Tuesday 13 March 2012

Winter Reflection

As I sit a my desk on another Tuesday morning at my main school, the sun streams through my window causing me to squint to lessen the glare. I don't move to close the curtain, as the sun reflects off the snowy roof causing it to glitter. Instead I breathe a sigh of relief, winter in Japan is almost at an end. 

Flashback to November; the weather turns cool, the autumn colours are everywhere, you get excited to try out your new beanie (toque), scarf and winter coat. December arrives and you gingerly make that appointment at the Mechanic to change over to your snow tyres, and then BAM its January. It's a whole different ball game. 

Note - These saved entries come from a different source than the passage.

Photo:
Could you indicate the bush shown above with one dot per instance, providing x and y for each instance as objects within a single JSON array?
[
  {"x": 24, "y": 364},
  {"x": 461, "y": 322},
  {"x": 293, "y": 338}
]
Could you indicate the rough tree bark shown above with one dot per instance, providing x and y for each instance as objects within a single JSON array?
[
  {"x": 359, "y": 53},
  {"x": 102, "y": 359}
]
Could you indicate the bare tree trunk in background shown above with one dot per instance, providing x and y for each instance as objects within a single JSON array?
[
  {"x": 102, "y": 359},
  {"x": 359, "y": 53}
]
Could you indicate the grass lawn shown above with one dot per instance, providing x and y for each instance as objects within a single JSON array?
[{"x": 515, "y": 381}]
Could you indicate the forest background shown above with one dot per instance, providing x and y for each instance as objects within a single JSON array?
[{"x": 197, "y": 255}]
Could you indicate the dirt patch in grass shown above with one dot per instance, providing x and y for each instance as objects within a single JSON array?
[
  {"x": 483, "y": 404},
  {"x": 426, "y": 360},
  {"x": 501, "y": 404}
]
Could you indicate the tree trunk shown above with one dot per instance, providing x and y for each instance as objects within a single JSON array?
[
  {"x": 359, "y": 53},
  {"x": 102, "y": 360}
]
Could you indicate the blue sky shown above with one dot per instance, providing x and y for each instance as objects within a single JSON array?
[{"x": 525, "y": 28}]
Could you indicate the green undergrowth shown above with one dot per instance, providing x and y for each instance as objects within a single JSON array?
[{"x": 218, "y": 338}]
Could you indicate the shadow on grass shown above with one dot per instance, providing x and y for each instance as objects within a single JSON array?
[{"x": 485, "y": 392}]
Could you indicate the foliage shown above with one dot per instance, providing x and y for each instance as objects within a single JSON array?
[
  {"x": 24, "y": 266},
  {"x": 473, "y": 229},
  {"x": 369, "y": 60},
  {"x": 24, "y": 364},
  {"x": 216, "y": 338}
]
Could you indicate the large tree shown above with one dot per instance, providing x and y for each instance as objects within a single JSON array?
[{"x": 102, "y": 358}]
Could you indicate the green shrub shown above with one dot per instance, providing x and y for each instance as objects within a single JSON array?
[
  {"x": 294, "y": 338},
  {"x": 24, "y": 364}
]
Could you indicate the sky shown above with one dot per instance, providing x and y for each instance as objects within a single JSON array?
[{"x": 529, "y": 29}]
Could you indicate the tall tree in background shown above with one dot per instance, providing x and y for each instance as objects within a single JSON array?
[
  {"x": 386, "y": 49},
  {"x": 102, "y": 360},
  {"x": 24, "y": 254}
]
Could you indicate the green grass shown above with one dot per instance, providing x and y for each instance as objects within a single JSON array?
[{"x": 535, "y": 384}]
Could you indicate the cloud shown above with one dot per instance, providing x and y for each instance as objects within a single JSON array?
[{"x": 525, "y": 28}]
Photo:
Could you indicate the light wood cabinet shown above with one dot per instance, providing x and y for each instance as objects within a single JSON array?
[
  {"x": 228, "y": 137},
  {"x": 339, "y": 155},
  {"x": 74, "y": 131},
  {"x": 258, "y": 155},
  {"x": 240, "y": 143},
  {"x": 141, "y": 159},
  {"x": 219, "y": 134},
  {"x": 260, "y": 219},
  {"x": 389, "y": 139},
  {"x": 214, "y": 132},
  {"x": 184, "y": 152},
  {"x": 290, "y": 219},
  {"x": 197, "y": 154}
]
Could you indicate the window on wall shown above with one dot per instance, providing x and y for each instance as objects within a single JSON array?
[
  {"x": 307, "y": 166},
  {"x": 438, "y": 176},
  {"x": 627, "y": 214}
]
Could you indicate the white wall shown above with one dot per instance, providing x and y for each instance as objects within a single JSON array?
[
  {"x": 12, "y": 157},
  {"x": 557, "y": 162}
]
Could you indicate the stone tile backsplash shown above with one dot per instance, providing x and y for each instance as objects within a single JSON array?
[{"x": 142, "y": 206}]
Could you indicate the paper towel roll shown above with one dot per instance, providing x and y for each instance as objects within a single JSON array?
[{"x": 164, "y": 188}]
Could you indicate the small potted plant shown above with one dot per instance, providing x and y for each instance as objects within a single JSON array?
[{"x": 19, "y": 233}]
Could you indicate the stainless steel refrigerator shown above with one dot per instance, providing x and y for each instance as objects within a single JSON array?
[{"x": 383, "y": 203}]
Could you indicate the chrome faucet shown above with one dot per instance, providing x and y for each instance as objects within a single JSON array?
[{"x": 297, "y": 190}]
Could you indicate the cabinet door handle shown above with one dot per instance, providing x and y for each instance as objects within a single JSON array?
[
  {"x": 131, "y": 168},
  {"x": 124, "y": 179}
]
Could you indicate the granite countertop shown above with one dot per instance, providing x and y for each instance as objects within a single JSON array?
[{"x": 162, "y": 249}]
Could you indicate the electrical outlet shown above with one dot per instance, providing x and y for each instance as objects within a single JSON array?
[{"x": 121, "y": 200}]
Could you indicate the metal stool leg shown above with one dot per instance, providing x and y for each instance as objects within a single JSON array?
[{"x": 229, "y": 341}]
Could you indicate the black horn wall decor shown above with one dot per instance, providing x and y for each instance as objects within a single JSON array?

Winter in a small 'city' in the heart of Hyogo can be rough. My city counterparts complain of the cold, I just laugh at them. Even Takarazuka, only a 40 minute train ride away, is typically 5 degrees warmer partially due to the phenomenon known as 'urban heat island'. Now, I know I do not have the worst of it. Northern Hyogo-ers have to combat a great deal more snow, storms and cold brought by the cold fronts from north.  Sasayama has a rather unique climate caused by the mountains it is surrounded by. The heat of summer lingers in our mountain basin, as does the cold. Countless times I've looked to the local weather report and again, laughed. I know better. Inevitably the days weather turns out to be something similar to what our friends in Toyooka receive, rather than the weather of the south.

As a sufferer of SAD (seasonal affective disorder) I also have the unfortunate luck to be overly susceptible to chilblains, so things can get pretty tough. Winter has some of the sunniest days Japan sees in a year, but other weeks can pass without seeing a ray of sunshine (typical, I can see the stars at night), so friends gather together and vent over a nice nabe (hot pot) dinner. 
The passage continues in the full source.